After running her own licensed daycare at her North Long Beach home for nearly 15 years, Sesson was left with a bad back and pain in her legs and knees. Caring for more than 20 kids every day became impossible, she says. Even when the children were gone for the day, she couldn’t find rest.
“Because I lived there—it never ended,” she remembers. “The work never ended.”
Eventually, it had to. In 2013, Sesson closed down the daycare center. After that, paying the mortgage on her home became increasingly difficult. For years, she held on, sustaining herself by renting rooms and working as a caretaker on the side.
But it wasn’t enough. In 2019, Sesson lost her home. She briefly moved in with her sister, but the two couldn’t get along. After renting a room from a woman she met at the thrift store, with whom she lived for the majority of 2020, she decided she couldn’t stay there either—too many visitors, too much chaos. So she moved into her car.
Trying to stay warm through the cold winter nights in her car, using public restrooms to stay clean, the experience still leaves her shaken.
“It was horrible,” Sesson says. “When you leave a place and get ready to go home, your home is wherever you decide to park.” She asked for help from some friends, but hid her situation from most, she says. “I was ashamed.”
At the end of January, Sesson came to the Long Beach Multi-Service Center for help.

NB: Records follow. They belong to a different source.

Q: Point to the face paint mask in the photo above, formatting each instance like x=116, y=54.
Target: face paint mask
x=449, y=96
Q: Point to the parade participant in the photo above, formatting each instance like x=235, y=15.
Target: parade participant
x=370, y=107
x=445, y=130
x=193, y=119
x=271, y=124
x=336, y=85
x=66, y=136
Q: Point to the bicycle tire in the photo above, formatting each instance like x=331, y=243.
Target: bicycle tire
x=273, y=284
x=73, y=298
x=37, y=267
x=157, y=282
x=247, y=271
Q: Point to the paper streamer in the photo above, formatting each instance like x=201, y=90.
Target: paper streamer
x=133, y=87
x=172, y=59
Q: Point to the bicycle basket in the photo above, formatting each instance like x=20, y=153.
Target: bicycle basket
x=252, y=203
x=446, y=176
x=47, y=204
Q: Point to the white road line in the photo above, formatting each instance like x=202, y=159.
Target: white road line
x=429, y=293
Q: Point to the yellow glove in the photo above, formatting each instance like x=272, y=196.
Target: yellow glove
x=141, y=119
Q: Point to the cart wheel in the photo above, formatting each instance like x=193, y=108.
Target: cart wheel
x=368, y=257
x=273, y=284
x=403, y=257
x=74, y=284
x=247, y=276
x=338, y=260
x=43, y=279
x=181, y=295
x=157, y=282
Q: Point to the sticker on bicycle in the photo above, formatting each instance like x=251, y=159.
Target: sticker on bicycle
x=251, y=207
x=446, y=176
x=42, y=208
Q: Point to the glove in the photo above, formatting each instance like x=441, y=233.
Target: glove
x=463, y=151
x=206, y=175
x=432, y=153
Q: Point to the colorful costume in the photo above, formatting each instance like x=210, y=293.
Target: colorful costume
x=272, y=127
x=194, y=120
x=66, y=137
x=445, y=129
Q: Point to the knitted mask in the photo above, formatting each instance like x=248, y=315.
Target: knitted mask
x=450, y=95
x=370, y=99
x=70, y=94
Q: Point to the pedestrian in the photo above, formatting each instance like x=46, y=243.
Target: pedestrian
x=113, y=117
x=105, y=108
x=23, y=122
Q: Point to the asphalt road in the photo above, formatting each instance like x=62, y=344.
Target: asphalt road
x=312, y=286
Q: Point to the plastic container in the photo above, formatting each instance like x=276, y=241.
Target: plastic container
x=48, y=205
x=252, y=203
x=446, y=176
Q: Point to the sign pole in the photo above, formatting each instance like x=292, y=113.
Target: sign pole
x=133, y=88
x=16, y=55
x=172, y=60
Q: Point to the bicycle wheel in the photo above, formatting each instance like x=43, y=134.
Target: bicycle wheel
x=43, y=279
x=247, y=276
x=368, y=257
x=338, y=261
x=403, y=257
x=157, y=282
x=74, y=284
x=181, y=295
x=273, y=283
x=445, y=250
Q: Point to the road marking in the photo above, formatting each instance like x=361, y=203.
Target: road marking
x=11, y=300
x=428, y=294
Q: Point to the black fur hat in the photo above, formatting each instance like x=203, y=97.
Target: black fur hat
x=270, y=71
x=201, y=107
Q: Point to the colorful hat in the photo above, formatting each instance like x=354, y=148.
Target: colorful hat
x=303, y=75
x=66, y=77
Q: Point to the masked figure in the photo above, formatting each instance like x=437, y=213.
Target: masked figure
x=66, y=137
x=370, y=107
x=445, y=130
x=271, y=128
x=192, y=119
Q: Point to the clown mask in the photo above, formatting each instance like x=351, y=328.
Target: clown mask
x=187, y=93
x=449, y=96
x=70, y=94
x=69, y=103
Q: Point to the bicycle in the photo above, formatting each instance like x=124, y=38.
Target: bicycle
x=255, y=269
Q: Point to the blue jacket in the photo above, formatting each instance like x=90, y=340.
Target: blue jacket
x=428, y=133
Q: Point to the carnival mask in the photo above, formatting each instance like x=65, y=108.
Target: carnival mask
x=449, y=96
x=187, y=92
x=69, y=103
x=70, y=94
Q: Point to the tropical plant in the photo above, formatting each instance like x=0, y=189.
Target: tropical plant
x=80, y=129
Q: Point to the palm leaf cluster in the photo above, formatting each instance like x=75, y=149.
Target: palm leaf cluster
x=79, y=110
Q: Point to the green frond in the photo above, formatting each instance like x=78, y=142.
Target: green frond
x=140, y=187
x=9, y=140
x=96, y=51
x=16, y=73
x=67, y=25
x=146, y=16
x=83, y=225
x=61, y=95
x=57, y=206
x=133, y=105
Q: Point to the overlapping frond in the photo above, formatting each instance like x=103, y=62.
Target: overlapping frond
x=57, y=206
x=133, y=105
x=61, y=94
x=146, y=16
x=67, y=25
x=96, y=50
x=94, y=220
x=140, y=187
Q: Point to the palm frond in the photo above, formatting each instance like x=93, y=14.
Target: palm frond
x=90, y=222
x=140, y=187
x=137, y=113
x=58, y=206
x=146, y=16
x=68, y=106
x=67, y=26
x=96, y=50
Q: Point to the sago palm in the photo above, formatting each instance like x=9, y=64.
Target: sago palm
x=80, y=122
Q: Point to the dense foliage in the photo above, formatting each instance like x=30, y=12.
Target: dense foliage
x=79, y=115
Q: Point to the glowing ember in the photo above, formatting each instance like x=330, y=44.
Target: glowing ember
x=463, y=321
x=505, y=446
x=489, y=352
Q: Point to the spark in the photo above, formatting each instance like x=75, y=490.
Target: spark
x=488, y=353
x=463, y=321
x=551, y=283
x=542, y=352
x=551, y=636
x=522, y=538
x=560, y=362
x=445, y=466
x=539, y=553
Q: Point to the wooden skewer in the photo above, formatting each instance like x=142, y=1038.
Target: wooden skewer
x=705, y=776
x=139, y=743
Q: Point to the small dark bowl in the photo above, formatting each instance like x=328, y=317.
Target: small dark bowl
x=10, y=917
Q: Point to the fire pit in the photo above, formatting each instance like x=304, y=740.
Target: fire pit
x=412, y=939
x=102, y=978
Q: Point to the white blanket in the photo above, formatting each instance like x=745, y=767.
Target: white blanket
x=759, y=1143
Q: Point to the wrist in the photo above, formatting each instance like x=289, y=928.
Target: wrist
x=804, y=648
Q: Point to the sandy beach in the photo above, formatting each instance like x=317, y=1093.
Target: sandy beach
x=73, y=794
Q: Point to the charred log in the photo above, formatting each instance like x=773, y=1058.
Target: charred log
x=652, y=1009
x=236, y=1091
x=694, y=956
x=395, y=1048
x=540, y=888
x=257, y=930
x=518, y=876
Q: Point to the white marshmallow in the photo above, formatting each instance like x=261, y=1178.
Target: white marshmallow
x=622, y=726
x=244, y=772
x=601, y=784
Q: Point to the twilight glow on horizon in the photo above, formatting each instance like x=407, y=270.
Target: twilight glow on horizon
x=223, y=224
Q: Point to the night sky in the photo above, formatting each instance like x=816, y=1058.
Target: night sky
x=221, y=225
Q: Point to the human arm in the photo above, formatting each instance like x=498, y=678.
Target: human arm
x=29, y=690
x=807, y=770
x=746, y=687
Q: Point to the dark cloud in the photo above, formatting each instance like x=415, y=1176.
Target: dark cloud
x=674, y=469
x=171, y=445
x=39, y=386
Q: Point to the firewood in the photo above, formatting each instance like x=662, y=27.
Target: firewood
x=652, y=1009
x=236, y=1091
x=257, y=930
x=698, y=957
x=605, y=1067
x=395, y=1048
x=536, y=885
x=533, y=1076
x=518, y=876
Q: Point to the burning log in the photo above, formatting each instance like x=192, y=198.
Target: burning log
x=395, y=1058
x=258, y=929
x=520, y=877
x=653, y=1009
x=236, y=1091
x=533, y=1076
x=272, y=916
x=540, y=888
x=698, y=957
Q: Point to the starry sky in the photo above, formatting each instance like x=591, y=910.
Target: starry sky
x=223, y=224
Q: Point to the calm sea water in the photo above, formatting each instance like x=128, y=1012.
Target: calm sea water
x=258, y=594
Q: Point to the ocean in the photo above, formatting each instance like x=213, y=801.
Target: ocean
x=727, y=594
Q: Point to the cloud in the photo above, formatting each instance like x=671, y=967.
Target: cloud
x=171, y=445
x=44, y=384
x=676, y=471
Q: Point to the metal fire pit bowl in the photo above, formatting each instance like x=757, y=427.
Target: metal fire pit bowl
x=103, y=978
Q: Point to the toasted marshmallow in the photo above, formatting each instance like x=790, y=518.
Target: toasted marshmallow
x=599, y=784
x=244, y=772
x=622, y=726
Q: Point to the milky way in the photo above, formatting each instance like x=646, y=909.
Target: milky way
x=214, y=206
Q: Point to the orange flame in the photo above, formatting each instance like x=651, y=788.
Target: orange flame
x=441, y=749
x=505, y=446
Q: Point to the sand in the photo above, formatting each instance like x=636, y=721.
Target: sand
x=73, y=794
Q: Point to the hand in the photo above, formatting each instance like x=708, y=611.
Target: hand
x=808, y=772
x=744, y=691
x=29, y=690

In February, she received a voucher from the city that allowed her to stay at the Coast Motel on Pacific Coast Highway until she was able to move into the newly-opened Project Homekey site in mid-March.
Since then, she has made the room—furnished with a queen-sized bed, a table with two chairs, a TV set and a small fridge—her own.
Planters in different sizes sit atop every surface, the entryway is adorned with wall decorations she found on a trip to the thrift store, a journey she makes sure to find time for every week. She even decorated the hotel lobby with lilies, just in time for Easter last month.
A permanent solution?
Long Beach Mayor Robert Garcia says the city’s three Homekey sites represent an important step forward in the fight against homelessness. Funds permitting, he says, he’d like to see more of them.
“It’s been one of the best things that the state, in partnership with our county partners and the city, has done,” Garcia says.
If approved as proposed, the state budget for the upcoming fiscal year would provide an additional $750 million to support the creation of more Homekey sites. “We would love to do more and we’re currently looking at funding,” the mayor said.
Los Angeles County is planning to turn its two Long Beach Homekey sites into permanent housing by the end of 2022, and the city is currently exploring options to do the same in the upcoming years.
Once turned into permanent housing, residents would pay a portion of the rent and cook their own meals inside the units, while still receiving some supportive services onsite.
“With Project Homekey, the County has seized an opportunity to meet both the immediate and long-term needs of the most vulnerable members of our community, the vast majority of whom are medically vulnerable and desperately in need of the safety offered by non-congregate shelter in the midst of the pandemic,” Homeless Initiative Interim Director Cheri Todoroff said in an email.
The conversion of these sites into permanent supportive housing in 2022 will provide stable housing for hundreds of people, Todoroff said, adding that she was grateful for the support and resources provided by state and federal sources.
Securing funding for remodeling and continued services at the former Best Western will be a key step in this process, says Long Beach Homeless Services Officer Paul Duncan.
“It should be pretty quick and cost-effective, the transition, but it’ll still be a good chunk of money,” he said. “Our goal is still to work toward permanent housing outside of this site in the meantime.” Residents who are still at the hotel-turned-Homekey site by the time units are remodeled would take priority for permanent placement onsite, Duncan noted.
Beverly Sesson said she would like to stay, if possible. “I feel comfortable here,” she says. “I really don’t like the thought of leaving.”